25 Years, Uncelebrated

low tide
low tide

I imagined a big celebration for our 25th–enacted “back home” at the shore with extended family & old friends–but that’s as far as I got. It was very sweet. There were strawberries. Dark chocolate. Tequila. And nachos (our first, favorite food together.) There was a ceremony, honoring the divine feminine and masculine (very unusual for the Jersey shore.) And there words like those below, shared by loved ones.

But I realized that I preferred it my imagination without the practicality and inevitable complication of pulling it altogether.

Alternately, I imagined a big trip, like our friends took for their 25th–to Greece!–but that didn’t happen either.

Our 25th anniversary year has been a shy one. Simmering. Gently expanding perhaps. Especially at this time of year–summertime–when the living is easy–and when we first fell in love with one another–a much sweeter time than our troubled nuptials.

It’s as if I’m waiting. For the right moment. The compelling knowing. The path to emerge from the earth itself. Like the mystery of love bubbling up inside a soul.

If I look back on this blog, I see that our marriage entered a period of turbulence, this time last year. I’d say it’s still here, though in its denouement.

We were cycling out of another turbulent period like this  one when we celebrated our last big milestone, here in the mountains. Most of our family couldn’t make the 300 mile trip, but after knowing us for a scant decade and a half, local friends came out in hoards–70 of them–to celebrate love and commitment and the realities of relationship at the 21 year mark.

After we undid our vows, our neighbor spoke these words:

… Over a sixteen-year span, I saw more than just two people in love. I saw clearly what Kelly calls “The Marriage Journey”, and I saw more. I saw children born and the evolution of dwelling and place, times of both pulling in and reaching out. I witnessed them in scarcity and abundance, physical separation and togetherness. Between Kelly and Casey, there exists mutually the exploration of passion: the passion they have for each other, as well as, the passion for their individuated paths, the ones on which they strike out more and more as they mature into a couple made up of two living as one, one living as two, and of course the couple as pillars to their families.

And so, Kelly and Casey, on this day of rapture, this joyous honoring of your past, your present, and your future, I speak for us all, when I share this stanza from Little Gidding by TS Elliot, an esteemed wordsmith, who, like the two of you, made his life’s work a homage to both soul and society…

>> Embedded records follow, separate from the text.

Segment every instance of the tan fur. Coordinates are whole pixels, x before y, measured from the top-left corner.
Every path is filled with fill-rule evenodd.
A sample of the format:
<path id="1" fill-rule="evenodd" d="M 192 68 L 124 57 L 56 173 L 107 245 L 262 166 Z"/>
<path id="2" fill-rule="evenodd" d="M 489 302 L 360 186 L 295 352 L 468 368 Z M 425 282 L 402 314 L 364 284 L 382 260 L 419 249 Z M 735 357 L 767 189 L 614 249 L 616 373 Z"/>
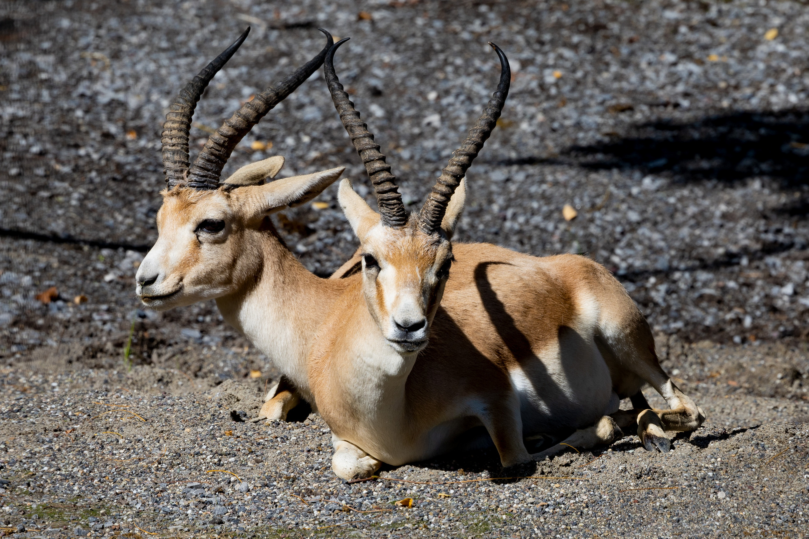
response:
<path id="1" fill-rule="evenodd" d="M 349 185 L 341 204 L 353 225 L 362 224 L 360 252 L 375 257 L 379 270 L 360 259 L 358 272 L 357 261 L 344 267 L 351 273 L 344 279 L 313 276 L 269 213 L 310 200 L 341 171 L 230 192 L 165 192 L 160 237 L 138 280 L 138 294 L 157 309 L 215 297 L 225 319 L 326 419 L 341 477 L 467 447 L 473 440 L 466 433 L 478 425 L 504 465 L 541 457 L 525 448 L 531 434 L 573 427 L 584 432 L 582 444 L 606 443 L 612 394 L 634 398 L 645 382 L 671 406 L 642 418 L 647 448 L 663 448 L 661 425 L 701 423 L 704 414 L 660 368 L 642 314 L 588 259 L 451 246 L 451 226 L 426 234 L 413 220 L 383 227 Z M 221 237 L 195 234 L 214 217 L 227 223 Z M 453 256 L 451 277 L 442 278 L 439 268 Z M 150 272 L 159 276 L 147 284 Z M 176 295 L 159 297 L 176 285 Z M 400 315 L 403 324 L 426 317 L 429 343 L 392 340 Z M 279 399 L 277 414 L 290 398 Z"/>

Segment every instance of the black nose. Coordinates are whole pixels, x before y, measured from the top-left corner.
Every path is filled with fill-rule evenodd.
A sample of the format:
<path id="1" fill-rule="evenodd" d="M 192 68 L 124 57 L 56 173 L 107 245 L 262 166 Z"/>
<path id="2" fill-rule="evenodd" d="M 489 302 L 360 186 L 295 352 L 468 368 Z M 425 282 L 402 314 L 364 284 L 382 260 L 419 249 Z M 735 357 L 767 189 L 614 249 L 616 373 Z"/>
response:
<path id="1" fill-rule="evenodd" d="M 401 330 L 402 331 L 405 331 L 407 333 L 415 333 L 416 331 L 418 331 L 419 330 L 421 330 L 421 328 L 423 328 L 425 326 L 427 325 L 427 319 L 421 318 L 416 323 L 411 324 L 410 326 L 402 326 L 396 320 L 393 321 L 393 323 L 395 323 L 396 325 L 396 327 Z"/>
<path id="2" fill-rule="evenodd" d="M 150 276 L 148 277 L 145 277 L 143 280 L 138 281 L 138 284 L 141 286 L 149 286 L 150 284 L 154 284 L 155 281 L 156 281 L 157 278 L 159 276 L 159 275 Z"/>

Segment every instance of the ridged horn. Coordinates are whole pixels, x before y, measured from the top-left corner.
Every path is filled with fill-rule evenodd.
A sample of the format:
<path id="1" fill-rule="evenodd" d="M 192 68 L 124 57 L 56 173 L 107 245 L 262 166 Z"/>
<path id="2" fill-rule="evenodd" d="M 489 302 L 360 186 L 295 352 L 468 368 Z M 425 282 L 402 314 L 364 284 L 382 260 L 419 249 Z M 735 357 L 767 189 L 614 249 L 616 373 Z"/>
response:
<path id="1" fill-rule="evenodd" d="M 343 85 L 334 72 L 334 53 L 348 40 L 347 37 L 341 40 L 328 49 L 323 65 L 326 83 L 332 94 L 334 107 L 340 115 L 340 120 L 351 137 L 351 142 L 362 159 L 365 170 L 374 185 L 382 223 L 387 226 L 399 228 L 407 223 L 407 211 L 396 186 L 396 177 L 391 174 L 391 166 L 385 162 L 385 156 L 379 152 L 379 145 L 374 141 L 373 133 L 368 131 L 368 126 L 360 120 L 359 112 L 349 99 L 349 95 L 343 91 Z"/>
<path id="2" fill-rule="evenodd" d="M 483 144 L 492 134 L 492 129 L 497 125 L 498 118 L 506 104 L 508 97 L 508 89 L 511 83 L 511 69 L 508 65 L 506 54 L 496 44 L 489 42 L 492 48 L 500 57 L 500 83 L 497 91 L 492 95 L 492 99 L 478 118 L 474 127 L 469 129 L 466 140 L 460 147 L 452 154 L 447 167 L 441 171 L 441 175 L 433 187 L 433 191 L 427 196 L 426 202 L 421 207 L 418 216 L 419 227 L 424 232 L 431 234 L 441 226 L 441 221 L 447 211 L 452 193 L 458 187 L 460 180 L 466 175 L 467 169 L 477 157 L 478 152 L 483 148 Z"/>
<path id="3" fill-rule="evenodd" d="M 225 121 L 205 142 L 202 151 L 188 170 L 188 187 L 195 189 L 216 189 L 219 186 L 222 169 L 231 157 L 233 149 L 253 125 L 269 111 L 294 92 L 323 64 L 328 48 L 334 44 L 332 35 L 319 28 L 326 36 L 326 46 L 314 58 L 298 68 L 286 78 L 256 95 L 244 103 L 230 120 Z"/>
<path id="4" fill-rule="evenodd" d="M 163 124 L 163 166 L 166 182 L 171 189 L 185 181 L 185 172 L 188 170 L 188 129 L 191 118 L 200 96 L 205 91 L 210 79 L 231 59 L 250 33 L 250 27 L 230 47 L 216 57 L 214 61 L 199 72 L 185 87 L 180 91 L 177 99 L 166 115 L 166 123 Z"/>

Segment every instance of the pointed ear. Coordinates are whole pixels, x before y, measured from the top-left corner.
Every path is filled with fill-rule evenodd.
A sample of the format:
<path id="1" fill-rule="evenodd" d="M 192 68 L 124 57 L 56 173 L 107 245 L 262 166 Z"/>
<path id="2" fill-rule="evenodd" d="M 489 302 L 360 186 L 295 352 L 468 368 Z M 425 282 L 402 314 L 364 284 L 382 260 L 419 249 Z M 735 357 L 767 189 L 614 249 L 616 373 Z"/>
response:
<path id="1" fill-rule="evenodd" d="M 267 178 L 275 178 L 275 175 L 284 167 L 284 157 L 274 155 L 263 161 L 256 161 L 245 165 L 222 183 L 230 185 L 263 185 Z"/>
<path id="2" fill-rule="evenodd" d="M 354 192 L 351 180 L 345 179 L 340 182 L 337 200 L 343 208 L 351 228 L 362 242 L 368 230 L 379 223 L 379 214 L 371 208 L 362 197 Z"/>
<path id="3" fill-rule="evenodd" d="M 464 202 L 466 202 L 466 178 L 462 178 L 455 192 L 452 193 L 450 203 L 447 204 L 444 218 L 441 220 L 441 229 L 447 234 L 447 238 L 452 238 L 455 227 L 458 225 L 460 214 L 464 212 Z"/>
<path id="4" fill-rule="evenodd" d="M 303 176 L 283 178 L 265 185 L 241 187 L 233 193 L 236 196 L 242 193 L 249 195 L 252 212 L 256 214 L 277 211 L 287 207 L 294 208 L 306 204 L 320 195 L 324 189 L 333 183 L 345 170 L 345 166 L 338 166 Z"/>

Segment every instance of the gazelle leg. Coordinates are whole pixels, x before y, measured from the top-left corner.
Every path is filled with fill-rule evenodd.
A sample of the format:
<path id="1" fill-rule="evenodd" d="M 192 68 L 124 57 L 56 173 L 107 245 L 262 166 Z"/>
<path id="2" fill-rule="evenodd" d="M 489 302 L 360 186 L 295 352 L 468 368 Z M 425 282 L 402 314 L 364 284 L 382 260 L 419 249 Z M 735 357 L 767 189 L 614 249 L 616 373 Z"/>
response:
<path id="1" fill-rule="evenodd" d="M 478 415 L 478 419 L 494 442 L 503 468 L 531 461 L 531 454 L 523 441 L 523 420 L 516 395 L 489 403 L 486 413 Z"/>
<path id="2" fill-rule="evenodd" d="M 660 367 L 649 325 L 640 312 L 635 314 L 635 319 L 629 322 L 624 331 L 614 331 L 608 328 L 609 331 L 604 331 L 604 339 L 608 346 L 603 350 L 602 355 L 612 364 L 610 370 L 616 371 L 613 380 L 620 378 L 621 373 L 629 372 L 640 381 L 647 382 L 666 399 L 668 410 L 651 410 L 651 414 L 642 411 L 637 416 L 637 436 L 643 447 L 650 451 L 657 448 L 666 452 L 671 448 L 671 441 L 664 431 L 693 431 L 702 424 L 705 415 L 690 397 L 674 385 Z M 636 409 L 649 409 L 649 403 L 640 392 L 630 398 Z"/>
<path id="3" fill-rule="evenodd" d="M 621 428 L 617 423 L 609 415 L 604 415 L 592 427 L 580 428 L 564 441 L 531 457 L 535 461 L 542 461 L 570 447 L 582 451 L 591 449 L 596 445 L 609 445 L 621 436 Z"/>
<path id="4" fill-rule="evenodd" d="M 338 440 L 332 435 L 332 443 L 334 444 L 332 470 L 341 479 L 366 479 L 382 465 L 381 461 L 377 461 L 351 442 Z"/>
<path id="5" fill-rule="evenodd" d="M 294 386 L 286 377 L 281 377 L 277 383 L 269 388 L 269 391 L 267 392 L 267 396 L 265 398 L 264 405 L 258 412 L 258 417 L 253 421 L 260 421 L 261 419 L 286 421 L 286 415 L 298 406 L 299 402 L 300 402 L 300 397 Z"/>

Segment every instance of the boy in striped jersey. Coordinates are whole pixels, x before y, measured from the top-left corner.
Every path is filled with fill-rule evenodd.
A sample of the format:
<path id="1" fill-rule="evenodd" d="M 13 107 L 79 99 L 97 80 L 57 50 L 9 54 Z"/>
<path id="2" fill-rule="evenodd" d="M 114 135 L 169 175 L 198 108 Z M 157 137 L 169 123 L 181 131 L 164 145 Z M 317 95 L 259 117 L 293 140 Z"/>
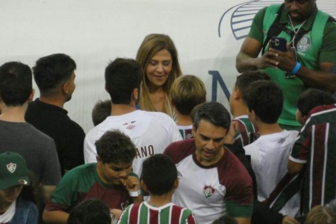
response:
<path id="1" fill-rule="evenodd" d="M 118 224 L 194 224 L 192 212 L 171 202 L 179 185 L 177 169 L 172 160 L 163 154 L 146 159 L 142 164 L 141 183 L 150 196 L 147 202 L 128 206 Z"/>
<path id="2" fill-rule="evenodd" d="M 292 149 L 287 168 L 293 174 L 304 172 L 302 215 L 336 198 L 335 104 L 331 95 L 317 90 L 307 90 L 298 100 L 297 118 L 302 115 L 304 123 Z"/>
<path id="3" fill-rule="evenodd" d="M 204 83 L 192 75 L 180 76 L 172 85 L 170 99 L 175 109 L 176 124 L 184 139 L 193 137 L 192 111 L 206 102 L 206 94 Z"/>
<path id="4" fill-rule="evenodd" d="M 233 116 L 232 121 L 235 121 L 237 124 L 237 132 L 234 137 L 235 145 L 244 147 L 250 144 L 254 140 L 251 135 L 257 132 L 246 112 L 247 106 L 244 99 L 247 87 L 256 81 L 270 79 L 267 74 L 260 71 L 244 72 L 237 77 L 229 101 L 230 111 Z"/>

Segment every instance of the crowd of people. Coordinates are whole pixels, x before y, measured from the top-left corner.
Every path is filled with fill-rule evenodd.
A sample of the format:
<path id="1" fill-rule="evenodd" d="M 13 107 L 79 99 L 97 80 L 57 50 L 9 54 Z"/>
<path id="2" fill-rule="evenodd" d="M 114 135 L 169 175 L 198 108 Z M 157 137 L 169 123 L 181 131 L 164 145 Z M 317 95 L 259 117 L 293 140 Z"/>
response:
<path id="1" fill-rule="evenodd" d="M 63 109 L 71 57 L 3 64 L 0 224 L 336 223 L 335 40 L 315 0 L 261 9 L 226 109 L 182 74 L 169 36 L 149 34 L 106 68 L 111 99 L 86 134 Z"/>

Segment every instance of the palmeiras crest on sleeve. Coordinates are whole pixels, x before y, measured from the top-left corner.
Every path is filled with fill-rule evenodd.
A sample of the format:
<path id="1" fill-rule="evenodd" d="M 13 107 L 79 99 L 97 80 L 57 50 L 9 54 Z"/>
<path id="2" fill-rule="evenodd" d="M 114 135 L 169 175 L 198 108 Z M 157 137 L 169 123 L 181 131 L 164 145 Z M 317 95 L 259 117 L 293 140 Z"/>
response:
<path id="1" fill-rule="evenodd" d="M 216 193 L 216 189 L 211 185 L 204 185 L 203 187 L 203 195 L 206 198 L 210 198 Z"/>
<path id="2" fill-rule="evenodd" d="M 11 173 L 14 173 L 15 170 L 16 169 L 16 164 L 15 163 L 10 163 L 6 165 L 7 169 Z"/>

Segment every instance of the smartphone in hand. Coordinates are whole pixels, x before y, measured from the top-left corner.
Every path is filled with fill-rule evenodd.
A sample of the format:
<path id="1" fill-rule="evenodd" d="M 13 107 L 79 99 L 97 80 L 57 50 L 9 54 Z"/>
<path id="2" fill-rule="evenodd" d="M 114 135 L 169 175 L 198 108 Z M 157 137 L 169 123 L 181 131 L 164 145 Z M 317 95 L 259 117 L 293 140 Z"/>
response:
<path id="1" fill-rule="evenodd" d="M 283 37 L 272 36 L 271 38 L 271 47 L 275 50 L 285 52 L 287 51 L 286 46 L 287 42 L 287 40 Z"/>

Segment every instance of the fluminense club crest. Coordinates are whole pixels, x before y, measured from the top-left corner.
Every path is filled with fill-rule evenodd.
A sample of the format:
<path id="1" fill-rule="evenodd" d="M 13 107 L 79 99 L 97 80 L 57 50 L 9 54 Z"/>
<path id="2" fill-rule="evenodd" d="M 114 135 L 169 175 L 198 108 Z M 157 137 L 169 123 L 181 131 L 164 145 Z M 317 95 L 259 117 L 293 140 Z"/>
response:
<path id="1" fill-rule="evenodd" d="M 6 165 L 7 169 L 11 173 L 14 173 L 15 170 L 16 169 L 16 164 L 15 163 L 10 163 Z"/>
<path id="2" fill-rule="evenodd" d="M 211 185 L 204 185 L 203 187 L 203 195 L 206 198 L 211 198 L 216 193 L 216 190 Z"/>

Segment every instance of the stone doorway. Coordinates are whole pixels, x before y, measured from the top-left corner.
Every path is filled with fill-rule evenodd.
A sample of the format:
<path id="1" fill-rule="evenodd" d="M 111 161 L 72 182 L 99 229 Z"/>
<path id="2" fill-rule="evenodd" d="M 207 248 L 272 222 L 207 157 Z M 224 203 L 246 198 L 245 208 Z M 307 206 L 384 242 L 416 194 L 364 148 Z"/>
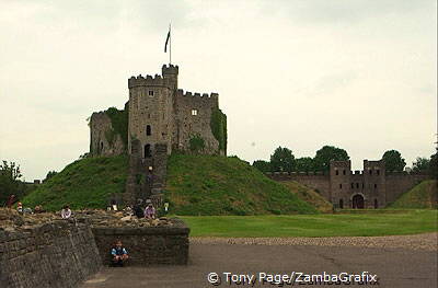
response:
<path id="1" fill-rule="evenodd" d="M 364 209 L 365 208 L 365 199 L 360 194 L 356 194 L 351 198 L 353 209 Z"/>
<path id="2" fill-rule="evenodd" d="M 152 157 L 150 145 L 145 145 L 145 158 Z"/>

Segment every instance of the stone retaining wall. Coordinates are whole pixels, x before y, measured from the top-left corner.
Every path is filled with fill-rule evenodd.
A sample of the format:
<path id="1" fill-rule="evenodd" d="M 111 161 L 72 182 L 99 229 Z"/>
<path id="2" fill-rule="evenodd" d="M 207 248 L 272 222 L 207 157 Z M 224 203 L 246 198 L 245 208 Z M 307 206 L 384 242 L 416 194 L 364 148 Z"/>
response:
<path id="1" fill-rule="evenodd" d="M 77 287 L 101 267 L 88 223 L 0 229 L 0 287 Z"/>
<path id="2" fill-rule="evenodd" d="M 183 221 L 172 219 L 172 227 L 93 228 L 102 263 L 110 264 L 111 249 L 120 240 L 128 250 L 127 265 L 187 264 L 188 233 Z"/>

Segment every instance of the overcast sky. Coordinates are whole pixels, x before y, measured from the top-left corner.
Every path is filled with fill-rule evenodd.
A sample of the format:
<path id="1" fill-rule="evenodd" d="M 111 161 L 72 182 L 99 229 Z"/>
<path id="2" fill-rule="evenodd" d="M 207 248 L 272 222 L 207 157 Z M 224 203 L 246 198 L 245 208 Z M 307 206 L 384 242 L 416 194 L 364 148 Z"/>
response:
<path id="1" fill-rule="evenodd" d="M 0 159 L 26 180 L 89 150 L 87 118 L 161 73 L 172 22 L 180 88 L 218 92 L 228 153 L 347 150 L 353 168 L 437 133 L 435 0 L 0 0 Z"/>

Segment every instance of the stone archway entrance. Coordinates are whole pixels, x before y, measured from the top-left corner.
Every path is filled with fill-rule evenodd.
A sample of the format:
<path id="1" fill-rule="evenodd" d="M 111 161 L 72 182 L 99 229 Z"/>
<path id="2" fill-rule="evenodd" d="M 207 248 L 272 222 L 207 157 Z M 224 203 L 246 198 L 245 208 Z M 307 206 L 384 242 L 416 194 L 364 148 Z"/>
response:
<path id="1" fill-rule="evenodd" d="M 353 206 L 353 209 L 364 209 L 365 208 L 364 196 L 360 194 L 356 194 L 355 196 L 353 196 L 351 206 Z"/>

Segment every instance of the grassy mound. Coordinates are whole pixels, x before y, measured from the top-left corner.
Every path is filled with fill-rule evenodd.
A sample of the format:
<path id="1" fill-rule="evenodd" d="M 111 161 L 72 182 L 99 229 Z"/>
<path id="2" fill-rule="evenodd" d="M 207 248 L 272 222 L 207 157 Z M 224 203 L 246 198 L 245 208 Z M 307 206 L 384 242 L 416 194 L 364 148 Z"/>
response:
<path id="1" fill-rule="evenodd" d="M 436 180 L 423 181 L 411 191 L 402 194 L 389 208 L 424 209 L 438 208 L 438 183 Z"/>
<path id="2" fill-rule="evenodd" d="M 172 154 L 164 195 L 177 215 L 318 212 L 238 158 Z"/>
<path id="3" fill-rule="evenodd" d="M 67 165 L 61 172 L 24 197 L 25 207 L 43 205 L 47 210 L 59 210 L 65 204 L 73 209 L 105 208 L 113 193 L 123 193 L 128 170 L 128 158 L 85 158 Z"/>
<path id="4" fill-rule="evenodd" d="M 316 210 L 321 212 L 333 211 L 333 205 L 315 191 L 307 186 L 303 186 L 296 181 L 285 181 L 280 183 L 287 186 L 290 189 L 290 192 L 296 194 L 300 199 L 314 206 Z"/>

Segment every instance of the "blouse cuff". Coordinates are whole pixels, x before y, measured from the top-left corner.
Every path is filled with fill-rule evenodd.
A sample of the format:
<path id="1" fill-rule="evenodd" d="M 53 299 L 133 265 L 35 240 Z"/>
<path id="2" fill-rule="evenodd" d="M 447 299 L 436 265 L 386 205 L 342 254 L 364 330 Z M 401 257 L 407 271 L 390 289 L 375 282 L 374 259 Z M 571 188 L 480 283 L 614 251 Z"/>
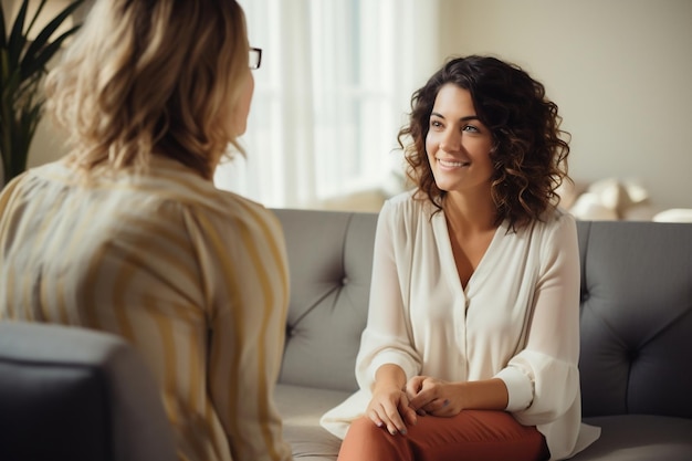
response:
<path id="1" fill-rule="evenodd" d="M 534 387 L 528 376 L 520 369 L 507 367 L 502 370 L 495 378 L 500 378 L 507 387 L 507 406 L 505 411 L 522 411 L 528 408 L 534 399 Z"/>

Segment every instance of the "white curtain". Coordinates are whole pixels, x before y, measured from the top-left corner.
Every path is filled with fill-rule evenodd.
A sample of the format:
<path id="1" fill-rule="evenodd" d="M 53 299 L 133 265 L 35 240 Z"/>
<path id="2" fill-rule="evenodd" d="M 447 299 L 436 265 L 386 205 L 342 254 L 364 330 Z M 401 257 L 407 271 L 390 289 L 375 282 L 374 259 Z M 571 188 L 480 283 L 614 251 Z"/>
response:
<path id="1" fill-rule="evenodd" d="M 241 139 L 219 187 L 269 207 L 387 188 L 411 93 L 440 64 L 437 0 L 241 0 L 263 49 Z"/>

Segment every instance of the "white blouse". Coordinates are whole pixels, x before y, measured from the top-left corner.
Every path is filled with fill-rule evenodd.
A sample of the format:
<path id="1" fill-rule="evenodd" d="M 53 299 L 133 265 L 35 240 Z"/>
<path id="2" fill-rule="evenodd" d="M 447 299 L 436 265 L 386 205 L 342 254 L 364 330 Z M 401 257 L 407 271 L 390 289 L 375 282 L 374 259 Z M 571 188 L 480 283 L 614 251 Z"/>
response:
<path id="1" fill-rule="evenodd" d="M 570 214 L 513 232 L 499 227 L 462 286 L 443 211 L 411 192 L 388 200 L 375 238 L 367 327 L 356 360 L 360 390 L 322 418 L 344 437 L 370 399 L 376 370 L 399 365 L 450 381 L 502 379 L 506 411 L 545 436 L 552 460 L 599 437 L 581 425 L 579 253 Z"/>

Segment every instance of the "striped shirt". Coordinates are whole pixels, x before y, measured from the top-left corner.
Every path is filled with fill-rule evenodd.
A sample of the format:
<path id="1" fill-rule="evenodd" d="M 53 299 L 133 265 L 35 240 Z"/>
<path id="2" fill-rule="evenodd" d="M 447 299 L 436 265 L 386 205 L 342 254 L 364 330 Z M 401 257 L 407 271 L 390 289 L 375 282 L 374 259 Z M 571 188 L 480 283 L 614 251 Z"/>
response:
<path id="1" fill-rule="evenodd" d="M 281 224 L 177 161 L 85 185 L 63 161 L 0 195 L 0 319 L 124 336 L 180 460 L 290 460 L 272 400 L 289 272 Z"/>

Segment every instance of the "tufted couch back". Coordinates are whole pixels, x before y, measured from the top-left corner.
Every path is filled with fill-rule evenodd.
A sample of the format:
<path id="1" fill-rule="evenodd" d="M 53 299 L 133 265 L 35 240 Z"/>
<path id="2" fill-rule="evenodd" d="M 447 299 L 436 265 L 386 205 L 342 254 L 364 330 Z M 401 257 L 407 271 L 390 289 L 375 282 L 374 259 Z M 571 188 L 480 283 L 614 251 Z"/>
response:
<path id="1" fill-rule="evenodd" d="M 274 211 L 292 279 L 280 383 L 355 390 L 377 214 Z M 692 224 L 577 226 L 584 416 L 692 418 Z"/>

We shall not cease from exploration
And the end of all our exploring
Will be to arrive where we started
And know the place for the first time.
Through the unknown, unremembered gate
When the last of earth left to discover
Is that which was the beginning;
At the source of the longest river
The voice of the hidden waterfall
And the children in the apple-tree
Not known, because not looked for
But heard, half-heard, in the stillness
Between two waves of the sea.
Quick now, here, now, always—
A condition of complete simplicity
(Costing not less than everything)
And all shall be well and
All manner of thing shall be well
When the tongues of flames are in-folded
Into the crowned knot of fire
And the fire and the rose are one.

There’s some secret in there that I long to know. Perhaps it points the way to us in this remarkable, long-term relationship that inspires others and nourishes ourselves and terrifies me in all the ways it might end, including that inevitable–death.